Mohon tunggu...
Tety Polmasari
Tety Polmasari Mohon Tunggu... Lainnya - ibu rumah tangga biasa dengan 3 dara cantik yang beranjak remaja
Akun Diblokir

Akun ini diblokir karena melanggar Syarat dan Ketentuan Kompasiana.
Untuk informasi lebih lanjut Anda dapat menghubungi kami melalui fitur bantuan.

kerja keras, kerja cerdas, kerja ikhlas, insyaallah tidak akan mengecewakan...

Selanjutnya

Tutup

Healthy Pilihan

Ini Penyebab Hasil Test PCR Negatif Palsu

27 Juli 2021   18:15 Diperbarui: 27 Juli 2021   18:25 403
+
Laporkan Konten
Laporkan Akun
Kompasiana adalah platform blog. Konten ini menjadi tanggung jawab bloger dan tidak mewakili pandangan redaksi Kompas.

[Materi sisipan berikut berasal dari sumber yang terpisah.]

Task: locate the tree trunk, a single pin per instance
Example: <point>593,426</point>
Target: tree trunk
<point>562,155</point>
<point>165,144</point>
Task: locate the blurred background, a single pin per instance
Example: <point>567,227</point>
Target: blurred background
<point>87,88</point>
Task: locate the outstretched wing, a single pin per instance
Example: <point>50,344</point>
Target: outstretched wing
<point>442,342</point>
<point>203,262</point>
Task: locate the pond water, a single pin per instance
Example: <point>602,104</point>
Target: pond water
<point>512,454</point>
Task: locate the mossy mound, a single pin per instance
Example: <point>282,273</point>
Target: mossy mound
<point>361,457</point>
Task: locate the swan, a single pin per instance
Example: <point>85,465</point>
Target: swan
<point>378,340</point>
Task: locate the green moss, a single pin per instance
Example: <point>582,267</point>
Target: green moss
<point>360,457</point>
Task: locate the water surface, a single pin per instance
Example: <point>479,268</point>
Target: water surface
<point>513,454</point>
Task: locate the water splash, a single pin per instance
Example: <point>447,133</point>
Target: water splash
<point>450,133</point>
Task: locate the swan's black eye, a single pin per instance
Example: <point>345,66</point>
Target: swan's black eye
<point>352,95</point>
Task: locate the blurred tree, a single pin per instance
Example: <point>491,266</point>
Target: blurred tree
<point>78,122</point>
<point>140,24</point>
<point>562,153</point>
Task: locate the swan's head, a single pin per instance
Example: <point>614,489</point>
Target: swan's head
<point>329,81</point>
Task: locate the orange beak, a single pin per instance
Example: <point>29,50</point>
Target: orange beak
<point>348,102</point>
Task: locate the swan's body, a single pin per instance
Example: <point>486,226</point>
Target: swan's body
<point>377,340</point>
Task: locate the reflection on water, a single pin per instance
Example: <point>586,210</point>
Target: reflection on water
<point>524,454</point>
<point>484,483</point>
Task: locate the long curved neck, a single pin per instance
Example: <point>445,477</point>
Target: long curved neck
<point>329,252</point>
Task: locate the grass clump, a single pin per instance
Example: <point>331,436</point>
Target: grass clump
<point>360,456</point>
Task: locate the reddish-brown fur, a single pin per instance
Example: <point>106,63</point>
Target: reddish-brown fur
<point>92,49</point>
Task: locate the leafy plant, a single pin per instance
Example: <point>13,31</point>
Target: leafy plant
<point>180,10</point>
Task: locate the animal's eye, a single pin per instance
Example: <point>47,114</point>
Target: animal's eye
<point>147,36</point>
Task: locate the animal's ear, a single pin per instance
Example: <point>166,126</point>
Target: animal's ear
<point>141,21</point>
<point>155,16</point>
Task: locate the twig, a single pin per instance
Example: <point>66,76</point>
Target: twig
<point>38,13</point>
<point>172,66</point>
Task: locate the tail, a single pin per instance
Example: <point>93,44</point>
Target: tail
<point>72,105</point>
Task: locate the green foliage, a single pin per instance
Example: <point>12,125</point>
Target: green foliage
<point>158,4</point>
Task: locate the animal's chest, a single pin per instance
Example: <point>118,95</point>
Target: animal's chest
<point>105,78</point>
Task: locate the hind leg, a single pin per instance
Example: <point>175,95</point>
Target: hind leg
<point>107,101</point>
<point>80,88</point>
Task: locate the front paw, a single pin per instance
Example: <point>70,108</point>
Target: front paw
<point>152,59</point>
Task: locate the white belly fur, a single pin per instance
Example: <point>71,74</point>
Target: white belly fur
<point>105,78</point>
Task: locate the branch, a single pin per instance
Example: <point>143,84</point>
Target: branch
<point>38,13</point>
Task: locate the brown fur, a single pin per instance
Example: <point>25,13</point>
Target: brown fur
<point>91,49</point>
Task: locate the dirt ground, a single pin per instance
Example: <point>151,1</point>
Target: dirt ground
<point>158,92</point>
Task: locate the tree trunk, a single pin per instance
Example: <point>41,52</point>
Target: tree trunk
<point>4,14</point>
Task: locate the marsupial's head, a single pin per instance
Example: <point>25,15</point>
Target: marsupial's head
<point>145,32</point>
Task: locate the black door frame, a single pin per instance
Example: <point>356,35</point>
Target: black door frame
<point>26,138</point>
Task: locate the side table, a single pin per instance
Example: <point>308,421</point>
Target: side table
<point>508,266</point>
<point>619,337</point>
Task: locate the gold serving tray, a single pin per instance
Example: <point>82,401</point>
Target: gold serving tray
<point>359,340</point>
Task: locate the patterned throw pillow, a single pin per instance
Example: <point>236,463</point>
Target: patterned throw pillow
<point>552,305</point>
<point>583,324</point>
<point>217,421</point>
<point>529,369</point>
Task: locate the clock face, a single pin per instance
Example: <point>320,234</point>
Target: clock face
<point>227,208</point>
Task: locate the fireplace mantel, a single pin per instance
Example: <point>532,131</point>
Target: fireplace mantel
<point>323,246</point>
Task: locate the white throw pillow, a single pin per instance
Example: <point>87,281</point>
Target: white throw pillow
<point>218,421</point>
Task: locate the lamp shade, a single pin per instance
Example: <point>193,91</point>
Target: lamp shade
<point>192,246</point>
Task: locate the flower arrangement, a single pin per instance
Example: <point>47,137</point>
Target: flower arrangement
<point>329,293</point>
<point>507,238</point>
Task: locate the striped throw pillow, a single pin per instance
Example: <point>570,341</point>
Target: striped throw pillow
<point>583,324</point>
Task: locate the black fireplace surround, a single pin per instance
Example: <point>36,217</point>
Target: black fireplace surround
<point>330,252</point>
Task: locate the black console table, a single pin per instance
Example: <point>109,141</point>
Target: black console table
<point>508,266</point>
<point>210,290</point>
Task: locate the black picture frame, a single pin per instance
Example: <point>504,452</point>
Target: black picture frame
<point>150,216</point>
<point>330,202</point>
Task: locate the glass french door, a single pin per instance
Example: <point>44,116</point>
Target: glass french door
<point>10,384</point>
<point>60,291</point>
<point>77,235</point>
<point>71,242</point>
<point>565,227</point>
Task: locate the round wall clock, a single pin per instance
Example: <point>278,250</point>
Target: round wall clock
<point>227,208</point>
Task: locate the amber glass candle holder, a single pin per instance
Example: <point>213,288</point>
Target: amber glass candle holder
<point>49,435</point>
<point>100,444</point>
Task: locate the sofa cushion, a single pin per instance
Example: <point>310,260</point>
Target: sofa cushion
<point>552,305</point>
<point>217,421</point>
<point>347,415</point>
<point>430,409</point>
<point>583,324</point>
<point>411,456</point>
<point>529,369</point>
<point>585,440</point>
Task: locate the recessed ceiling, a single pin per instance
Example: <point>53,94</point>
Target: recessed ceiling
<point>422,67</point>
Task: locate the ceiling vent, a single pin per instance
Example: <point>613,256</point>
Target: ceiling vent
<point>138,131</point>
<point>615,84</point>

Hasil negatif palsu tidak hanya terjadi pada test swab antigen. Test PCR (Polymerase Chain Reaction) dalam sejumlah kasus, ditemukan hasil yang bisa dinyatakan negatif palsu.

Misalnya, seseorang melakukan tes swab di rumah sakit dan hasilnya positif. Kemudian keesokan harinya kembali melakukan swab PCR di rumah sakit berbeda, namun hasilnya menjadi negatif.

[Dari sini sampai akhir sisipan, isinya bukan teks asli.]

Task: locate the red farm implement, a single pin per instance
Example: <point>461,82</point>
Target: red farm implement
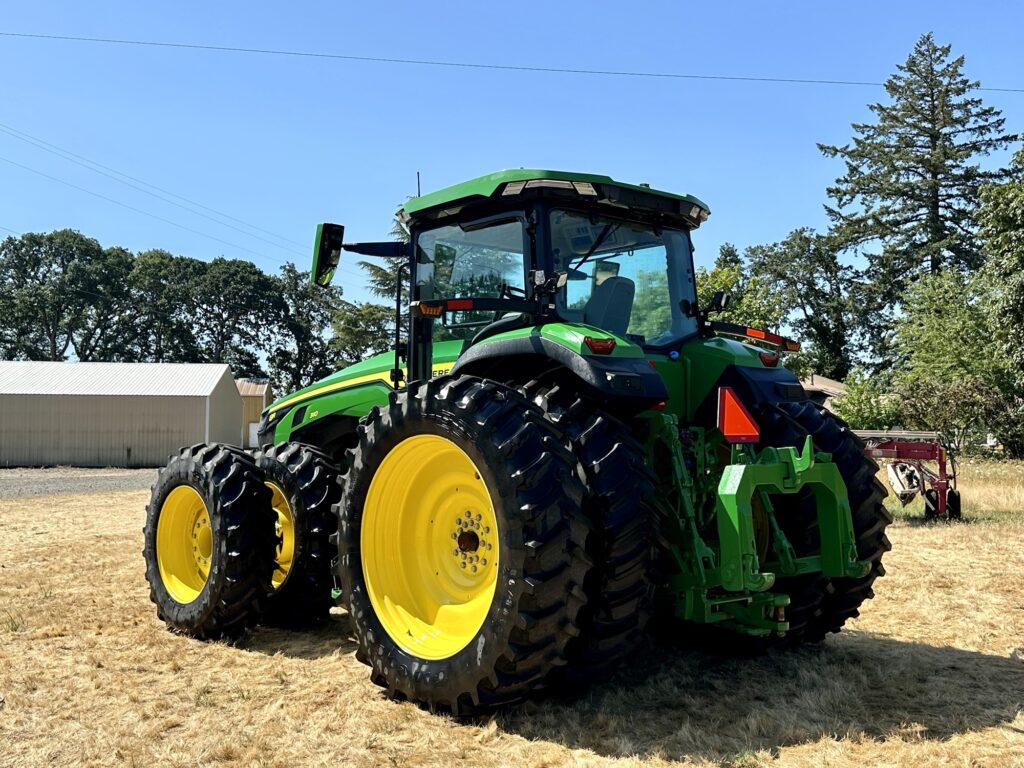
<point>911,456</point>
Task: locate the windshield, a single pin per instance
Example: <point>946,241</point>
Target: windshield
<point>624,276</point>
<point>480,260</point>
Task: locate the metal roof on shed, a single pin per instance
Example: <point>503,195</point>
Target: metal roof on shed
<point>250,388</point>
<point>174,379</point>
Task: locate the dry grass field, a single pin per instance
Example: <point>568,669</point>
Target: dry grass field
<point>933,674</point>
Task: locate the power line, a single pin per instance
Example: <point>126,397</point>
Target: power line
<point>139,210</point>
<point>279,262</point>
<point>465,65</point>
<point>62,156</point>
<point>87,163</point>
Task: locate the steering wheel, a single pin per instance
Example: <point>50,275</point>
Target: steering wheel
<point>508,292</point>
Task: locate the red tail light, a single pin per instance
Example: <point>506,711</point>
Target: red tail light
<point>599,346</point>
<point>734,421</point>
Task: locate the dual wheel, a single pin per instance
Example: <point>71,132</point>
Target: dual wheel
<point>232,539</point>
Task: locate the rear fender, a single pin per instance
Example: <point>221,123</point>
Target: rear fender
<point>624,380</point>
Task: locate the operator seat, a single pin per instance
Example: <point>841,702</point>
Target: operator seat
<point>610,305</point>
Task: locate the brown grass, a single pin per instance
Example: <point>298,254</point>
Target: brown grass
<point>933,674</point>
<point>989,491</point>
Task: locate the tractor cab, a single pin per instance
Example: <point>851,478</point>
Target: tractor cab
<point>523,248</point>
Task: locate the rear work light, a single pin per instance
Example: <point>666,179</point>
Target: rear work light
<point>734,421</point>
<point>580,187</point>
<point>599,346</point>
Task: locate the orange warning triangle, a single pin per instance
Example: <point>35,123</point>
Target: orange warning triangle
<point>733,420</point>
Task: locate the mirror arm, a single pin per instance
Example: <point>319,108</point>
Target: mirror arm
<point>388,250</point>
<point>396,372</point>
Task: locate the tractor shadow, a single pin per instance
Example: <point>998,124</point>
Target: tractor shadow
<point>677,702</point>
<point>331,637</point>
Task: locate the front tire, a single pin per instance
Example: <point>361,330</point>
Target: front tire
<point>304,488</point>
<point>462,545</point>
<point>209,542</point>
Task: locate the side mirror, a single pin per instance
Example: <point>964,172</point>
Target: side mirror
<point>327,252</point>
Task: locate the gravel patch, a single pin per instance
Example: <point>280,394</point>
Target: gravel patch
<point>19,483</point>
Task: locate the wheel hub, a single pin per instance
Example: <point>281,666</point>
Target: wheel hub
<point>429,546</point>
<point>184,544</point>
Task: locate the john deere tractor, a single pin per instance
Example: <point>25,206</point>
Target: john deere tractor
<point>561,444</point>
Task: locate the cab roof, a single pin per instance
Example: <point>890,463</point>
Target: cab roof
<point>586,184</point>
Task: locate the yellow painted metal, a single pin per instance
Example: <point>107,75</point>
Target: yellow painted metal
<point>184,544</point>
<point>429,547</point>
<point>285,528</point>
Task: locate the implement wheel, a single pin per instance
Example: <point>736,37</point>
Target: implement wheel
<point>462,545</point>
<point>209,542</point>
<point>304,487</point>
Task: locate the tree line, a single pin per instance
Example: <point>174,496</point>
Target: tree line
<point>65,296</point>
<point>914,293</point>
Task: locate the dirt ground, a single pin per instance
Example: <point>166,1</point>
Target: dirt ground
<point>932,674</point>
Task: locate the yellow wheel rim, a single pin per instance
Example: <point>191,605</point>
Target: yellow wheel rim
<point>429,543</point>
<point>285,528</point>
<point>184,544</point>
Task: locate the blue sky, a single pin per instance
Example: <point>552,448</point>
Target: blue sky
<point>284,142</point>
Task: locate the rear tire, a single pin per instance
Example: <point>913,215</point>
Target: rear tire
<point>304,486</point>
<point>482,448</point>
<point>209,542</point>
<point>622,507</point>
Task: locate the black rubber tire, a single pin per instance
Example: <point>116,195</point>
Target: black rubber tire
<point>309,480</point>
<point>830,434</point>
<point>953,511</point>
<point>238,503</point>
<point>543,563</point>
<point>624,542</point>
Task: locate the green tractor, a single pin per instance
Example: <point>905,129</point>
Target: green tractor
<point>561,445</point>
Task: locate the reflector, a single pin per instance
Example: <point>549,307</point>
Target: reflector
<point>599,346</point>
<point>734,422</point>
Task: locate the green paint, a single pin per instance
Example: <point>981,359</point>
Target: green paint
<point>486,186</point>
<point>709,489</point>
<point>570,336</point>
<point>718,577</point>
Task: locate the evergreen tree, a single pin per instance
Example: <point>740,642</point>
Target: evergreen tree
<point>909,195</point>
<point>1003,229</point>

Kasus ini dalam dunia kedokteran disebut sebagai false negative. Negatif palsu atau false negative berarti tes menunjukkan seorang tidak memiliki Covid-19 meski ternyata memiliki gejala Covid-19.

Dengan kata lain, kondisi ketika seseorang yang sakit covid-19 tapi hasil tesnya negatif. Lantas, mengapa itu bisa terjadi? Apakah lab PCR-nya mengalami error?

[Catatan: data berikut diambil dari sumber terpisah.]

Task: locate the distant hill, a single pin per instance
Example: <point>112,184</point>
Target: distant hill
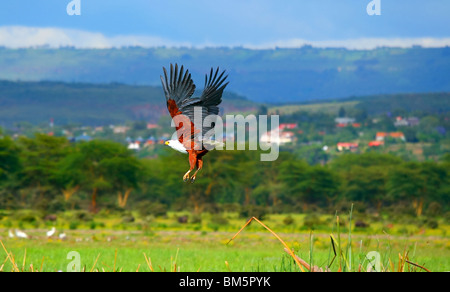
<point>90,104</point>
<point>103,104</point>
<point>431,103</point>
<point>274,76</point>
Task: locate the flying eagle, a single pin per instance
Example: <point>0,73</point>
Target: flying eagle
<point>178,89</point>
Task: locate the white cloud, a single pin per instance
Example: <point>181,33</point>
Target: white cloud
<point>23,37</point>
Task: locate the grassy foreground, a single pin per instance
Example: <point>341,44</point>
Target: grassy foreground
<point>254,249</point>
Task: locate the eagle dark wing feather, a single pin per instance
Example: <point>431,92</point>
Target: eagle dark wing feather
<point>179,87</point>
<point>212,94</point>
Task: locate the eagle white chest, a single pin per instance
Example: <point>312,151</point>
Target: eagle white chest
<point>176,145</point>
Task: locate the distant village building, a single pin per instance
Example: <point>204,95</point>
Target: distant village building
<point>376,143</point>
<point>277,137</point>
<point>347,146</point>
<point>120,129</point>
<point>381,136</point>
<point>134,145</point>
<point>344,121</point>
<point>83,137</point>
<point>408,122</point>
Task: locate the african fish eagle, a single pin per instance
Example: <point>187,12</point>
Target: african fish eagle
<point>178,89</point>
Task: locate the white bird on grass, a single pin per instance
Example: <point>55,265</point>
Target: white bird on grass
<point>51,232</point>
<point>21,234</point>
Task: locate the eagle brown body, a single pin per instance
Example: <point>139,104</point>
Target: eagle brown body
<point>178,89</point>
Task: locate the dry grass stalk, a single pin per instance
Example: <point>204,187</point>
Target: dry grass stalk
<point>307,266</point>
<point>274,234</point>
<point>149,262</point>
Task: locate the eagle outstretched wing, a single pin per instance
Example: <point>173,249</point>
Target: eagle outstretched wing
<point>178,88</point>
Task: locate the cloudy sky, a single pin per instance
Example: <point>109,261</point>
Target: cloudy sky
<point>249,23</point>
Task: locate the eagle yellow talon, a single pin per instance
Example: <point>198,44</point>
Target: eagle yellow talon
<point>186,176</point>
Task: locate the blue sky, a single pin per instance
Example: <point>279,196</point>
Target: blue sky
<point>221,22</point>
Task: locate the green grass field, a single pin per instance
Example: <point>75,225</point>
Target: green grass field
<point>169,246</point>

Ahli Epidemologi Universitas Indonesia Dr. dr. Tri Yunis Miko Wahyono, MSc, menegaskan, perbedaan hasil itu bukan berarti lab PCR mengalami error.

Test PCR adalah metode pemeriksaan laboratorium untuk mendeteksi keberadaan material genetik dari sel, bakteri, atau virus. Menurutnya, metode ini memiliki akurasi paling tinggi. Bisa mencapai 90 persen dibanding model swab antigen atau rapid antigen.

Meski memiliki akurasi yang tinggi, ada sejumlah kasus pasien Covid-19 yang tetap menunjukkan hasil PCR negatif. Padahal, semua gejala Covid-19 ditemukan pada pasien tersebut.

Jadi, tidak ada larangan seseorang lantas berpergian dengan mengantongi hasil test PCR yang negatif. Terlebih test PCR tersebut dilakukan di RS yang memang memenuhi syarat menjadi salah satu jejaring laboratorium pemeriksaan Covid-19.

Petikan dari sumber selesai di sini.